On the other hand, since about a decade ago, as the demand for consumer finance has increased significantly due to the easing of monetary policy, the issue of collection methods of consumer finance companies has come to the forefront of public attention. The exchange of information among groups of lawyers working against consumer finance companies progressed, theories were refined, and gradually a social consensus was formed that the interest rates charged by consumer finance companies were too high. Subsequently, the Supreme Court ruled that loans in violation of the Interest Rate Restriction Law were invalid, and also ruled that customers could demand the return of interest that they had paid in the past in violation of the Interest Rate Restriction Law.

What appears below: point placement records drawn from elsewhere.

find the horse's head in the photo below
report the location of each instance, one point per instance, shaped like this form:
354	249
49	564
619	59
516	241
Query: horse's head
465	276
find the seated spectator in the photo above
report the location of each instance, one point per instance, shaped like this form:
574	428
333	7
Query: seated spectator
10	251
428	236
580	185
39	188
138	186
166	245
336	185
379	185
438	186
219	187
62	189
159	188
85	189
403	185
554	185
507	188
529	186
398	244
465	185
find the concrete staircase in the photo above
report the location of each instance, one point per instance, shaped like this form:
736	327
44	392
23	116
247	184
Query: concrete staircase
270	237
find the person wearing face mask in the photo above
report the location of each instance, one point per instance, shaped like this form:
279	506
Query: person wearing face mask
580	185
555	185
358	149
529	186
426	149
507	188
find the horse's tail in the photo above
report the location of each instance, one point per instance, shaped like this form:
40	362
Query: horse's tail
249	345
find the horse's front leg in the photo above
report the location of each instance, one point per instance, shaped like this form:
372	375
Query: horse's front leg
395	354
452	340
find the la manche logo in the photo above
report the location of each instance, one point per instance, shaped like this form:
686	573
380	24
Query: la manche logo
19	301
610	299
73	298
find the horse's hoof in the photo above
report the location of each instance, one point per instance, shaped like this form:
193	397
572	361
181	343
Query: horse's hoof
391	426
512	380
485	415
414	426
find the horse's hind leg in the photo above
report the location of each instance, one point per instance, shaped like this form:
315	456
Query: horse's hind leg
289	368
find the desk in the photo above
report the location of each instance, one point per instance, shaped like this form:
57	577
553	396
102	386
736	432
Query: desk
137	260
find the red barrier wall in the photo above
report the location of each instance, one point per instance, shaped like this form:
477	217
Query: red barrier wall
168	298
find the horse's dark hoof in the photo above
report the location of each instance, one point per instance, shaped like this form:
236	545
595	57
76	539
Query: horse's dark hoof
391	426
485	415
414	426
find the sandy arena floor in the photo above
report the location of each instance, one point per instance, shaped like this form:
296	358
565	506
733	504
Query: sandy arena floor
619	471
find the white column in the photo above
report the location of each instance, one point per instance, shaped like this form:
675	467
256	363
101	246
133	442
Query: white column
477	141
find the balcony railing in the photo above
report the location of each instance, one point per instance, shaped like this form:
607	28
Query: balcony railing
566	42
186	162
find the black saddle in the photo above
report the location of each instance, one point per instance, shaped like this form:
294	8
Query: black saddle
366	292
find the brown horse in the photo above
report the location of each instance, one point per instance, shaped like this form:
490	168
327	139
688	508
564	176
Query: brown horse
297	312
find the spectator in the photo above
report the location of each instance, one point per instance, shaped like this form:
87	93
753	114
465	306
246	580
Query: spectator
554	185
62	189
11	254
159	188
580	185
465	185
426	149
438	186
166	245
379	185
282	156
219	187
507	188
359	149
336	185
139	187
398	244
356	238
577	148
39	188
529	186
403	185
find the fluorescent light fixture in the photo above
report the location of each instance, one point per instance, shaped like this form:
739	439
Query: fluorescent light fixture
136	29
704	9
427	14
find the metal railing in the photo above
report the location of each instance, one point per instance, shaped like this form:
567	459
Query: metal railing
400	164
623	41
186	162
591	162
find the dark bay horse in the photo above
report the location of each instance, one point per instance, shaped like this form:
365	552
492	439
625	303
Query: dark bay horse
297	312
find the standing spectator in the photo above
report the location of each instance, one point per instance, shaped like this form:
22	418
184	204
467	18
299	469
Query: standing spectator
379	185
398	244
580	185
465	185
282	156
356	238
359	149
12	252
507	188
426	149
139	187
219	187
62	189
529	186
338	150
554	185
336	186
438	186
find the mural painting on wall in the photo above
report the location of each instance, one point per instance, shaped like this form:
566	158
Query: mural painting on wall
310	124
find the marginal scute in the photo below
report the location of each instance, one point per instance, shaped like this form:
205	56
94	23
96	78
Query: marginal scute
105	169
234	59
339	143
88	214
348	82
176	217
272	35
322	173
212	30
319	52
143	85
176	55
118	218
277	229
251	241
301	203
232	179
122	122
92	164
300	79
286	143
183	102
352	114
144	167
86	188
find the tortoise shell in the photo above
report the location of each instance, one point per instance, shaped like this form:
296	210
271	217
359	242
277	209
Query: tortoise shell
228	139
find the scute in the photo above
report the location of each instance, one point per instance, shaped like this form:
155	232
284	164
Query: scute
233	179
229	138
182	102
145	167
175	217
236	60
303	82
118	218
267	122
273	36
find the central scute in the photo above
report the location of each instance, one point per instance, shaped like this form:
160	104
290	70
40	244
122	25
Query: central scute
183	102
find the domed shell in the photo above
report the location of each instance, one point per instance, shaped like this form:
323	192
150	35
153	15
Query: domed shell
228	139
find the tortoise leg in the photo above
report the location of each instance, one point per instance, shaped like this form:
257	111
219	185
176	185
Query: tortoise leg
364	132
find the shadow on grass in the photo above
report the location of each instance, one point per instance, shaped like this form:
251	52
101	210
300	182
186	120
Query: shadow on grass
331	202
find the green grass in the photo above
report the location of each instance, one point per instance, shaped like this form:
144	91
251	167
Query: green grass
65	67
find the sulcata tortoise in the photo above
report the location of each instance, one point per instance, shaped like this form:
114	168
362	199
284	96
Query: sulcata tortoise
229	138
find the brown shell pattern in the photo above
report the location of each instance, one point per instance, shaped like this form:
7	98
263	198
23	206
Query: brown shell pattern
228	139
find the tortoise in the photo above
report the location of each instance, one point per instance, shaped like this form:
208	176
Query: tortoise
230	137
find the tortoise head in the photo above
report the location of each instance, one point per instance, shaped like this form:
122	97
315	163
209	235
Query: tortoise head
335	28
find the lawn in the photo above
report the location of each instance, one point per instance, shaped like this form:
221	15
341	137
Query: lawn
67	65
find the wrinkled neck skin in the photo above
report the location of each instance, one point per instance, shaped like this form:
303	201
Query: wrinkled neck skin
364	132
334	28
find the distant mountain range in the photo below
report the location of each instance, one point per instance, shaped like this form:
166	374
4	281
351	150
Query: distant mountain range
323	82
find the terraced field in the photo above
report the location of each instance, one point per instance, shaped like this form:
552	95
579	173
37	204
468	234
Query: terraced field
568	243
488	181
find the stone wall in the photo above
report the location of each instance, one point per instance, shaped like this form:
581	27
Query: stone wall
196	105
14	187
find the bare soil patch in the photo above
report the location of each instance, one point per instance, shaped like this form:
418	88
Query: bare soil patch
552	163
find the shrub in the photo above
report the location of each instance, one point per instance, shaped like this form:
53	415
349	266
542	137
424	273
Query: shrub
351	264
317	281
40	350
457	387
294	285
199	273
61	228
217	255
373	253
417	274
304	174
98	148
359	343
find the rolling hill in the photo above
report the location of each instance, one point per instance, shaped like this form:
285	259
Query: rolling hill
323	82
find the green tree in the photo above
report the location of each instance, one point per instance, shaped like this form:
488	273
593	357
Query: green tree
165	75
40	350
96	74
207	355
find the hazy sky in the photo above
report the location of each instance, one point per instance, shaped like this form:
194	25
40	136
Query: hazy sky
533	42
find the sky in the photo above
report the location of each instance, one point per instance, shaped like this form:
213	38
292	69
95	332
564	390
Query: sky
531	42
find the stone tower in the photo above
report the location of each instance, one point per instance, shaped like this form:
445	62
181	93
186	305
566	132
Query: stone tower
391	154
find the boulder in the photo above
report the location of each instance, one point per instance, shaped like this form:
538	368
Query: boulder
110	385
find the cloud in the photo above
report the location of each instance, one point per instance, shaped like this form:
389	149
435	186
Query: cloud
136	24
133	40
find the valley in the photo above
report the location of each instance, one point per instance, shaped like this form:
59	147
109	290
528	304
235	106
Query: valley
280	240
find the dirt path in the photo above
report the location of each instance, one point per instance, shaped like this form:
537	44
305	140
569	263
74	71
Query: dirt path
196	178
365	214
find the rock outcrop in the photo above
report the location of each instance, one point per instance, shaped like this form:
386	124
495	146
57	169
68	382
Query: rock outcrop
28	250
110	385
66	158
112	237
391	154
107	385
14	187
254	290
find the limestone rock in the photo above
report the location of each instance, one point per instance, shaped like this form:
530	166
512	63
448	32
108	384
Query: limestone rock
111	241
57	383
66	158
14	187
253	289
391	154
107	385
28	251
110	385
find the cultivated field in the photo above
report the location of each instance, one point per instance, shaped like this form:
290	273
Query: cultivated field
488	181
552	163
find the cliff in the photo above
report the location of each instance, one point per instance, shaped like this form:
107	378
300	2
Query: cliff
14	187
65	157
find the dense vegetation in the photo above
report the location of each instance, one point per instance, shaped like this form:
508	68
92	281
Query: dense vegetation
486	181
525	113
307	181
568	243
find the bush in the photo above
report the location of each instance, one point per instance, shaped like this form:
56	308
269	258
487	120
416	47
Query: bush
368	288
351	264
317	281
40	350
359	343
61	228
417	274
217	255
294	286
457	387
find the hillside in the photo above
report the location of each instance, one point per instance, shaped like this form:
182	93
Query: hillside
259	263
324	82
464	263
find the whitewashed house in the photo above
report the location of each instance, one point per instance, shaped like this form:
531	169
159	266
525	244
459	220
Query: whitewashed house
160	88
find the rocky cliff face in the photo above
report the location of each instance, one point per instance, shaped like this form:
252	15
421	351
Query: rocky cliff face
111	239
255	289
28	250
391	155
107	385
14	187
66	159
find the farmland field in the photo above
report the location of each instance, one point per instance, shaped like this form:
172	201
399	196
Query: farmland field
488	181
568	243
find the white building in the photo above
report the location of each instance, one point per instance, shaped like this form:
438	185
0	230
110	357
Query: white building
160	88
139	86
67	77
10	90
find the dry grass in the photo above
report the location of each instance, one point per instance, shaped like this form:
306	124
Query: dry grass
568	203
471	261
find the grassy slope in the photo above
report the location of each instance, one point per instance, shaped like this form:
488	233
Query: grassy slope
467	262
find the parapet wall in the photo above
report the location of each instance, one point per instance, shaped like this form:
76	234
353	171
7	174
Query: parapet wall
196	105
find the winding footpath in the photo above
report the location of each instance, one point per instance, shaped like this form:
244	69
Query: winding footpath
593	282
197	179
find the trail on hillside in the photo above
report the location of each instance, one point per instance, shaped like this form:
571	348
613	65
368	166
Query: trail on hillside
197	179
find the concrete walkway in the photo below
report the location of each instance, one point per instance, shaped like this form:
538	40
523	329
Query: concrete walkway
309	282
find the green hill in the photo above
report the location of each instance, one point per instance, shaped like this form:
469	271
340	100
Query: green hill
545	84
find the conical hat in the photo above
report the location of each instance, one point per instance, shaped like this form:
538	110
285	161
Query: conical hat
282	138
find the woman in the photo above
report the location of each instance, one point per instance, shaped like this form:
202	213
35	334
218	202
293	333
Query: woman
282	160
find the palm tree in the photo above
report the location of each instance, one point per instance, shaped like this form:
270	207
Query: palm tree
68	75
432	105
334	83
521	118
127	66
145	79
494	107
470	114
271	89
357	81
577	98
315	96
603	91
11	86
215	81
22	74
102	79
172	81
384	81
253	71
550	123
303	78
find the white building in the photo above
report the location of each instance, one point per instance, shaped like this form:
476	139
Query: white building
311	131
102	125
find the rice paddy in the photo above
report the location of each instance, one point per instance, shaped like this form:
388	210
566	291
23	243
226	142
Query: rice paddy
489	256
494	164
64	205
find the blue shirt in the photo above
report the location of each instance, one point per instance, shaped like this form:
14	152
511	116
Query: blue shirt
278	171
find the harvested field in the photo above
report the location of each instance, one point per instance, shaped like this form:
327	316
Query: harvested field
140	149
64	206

This has led to a number of lawsuits filed by consumers against consumer finance companies nationwide for the return of overpayments.
Since the Supreme Court’s ruling has already been issued, it is natural to expect that consumer finance companies will be filed claims for the return of overpayments, so it will be necessary to point this out in the legal audits of consumer finance companies and clarify the scope of the risk (calculating how many hundreds of billions of yen the future claims from overpayment return lawsuits will be). It will be necessary to clarify the scope of the risk. Naturally, legal fees for lawsuits and administrative costs for managing overpayment claims will also be a significant amount of money, so it is necessary to mention the scope of such risks in the legal due diligence.
In this way, disputes involving a company must be examined not only in terms of the outcome, but also in terms of the reasons behind the dispute, and the potential risks involved must be properly evaluated. In most cases, legal issues are considered to be involved, but there are also issues inherent in changes in social awareness and the technology possessed by the company, so the evaluation of these issues can be complex. As an attorney conducting a legal audit, it may be necessary to seek the opinion of an expert in the relevant field on issues that the attorney is unable to determine on his or her own.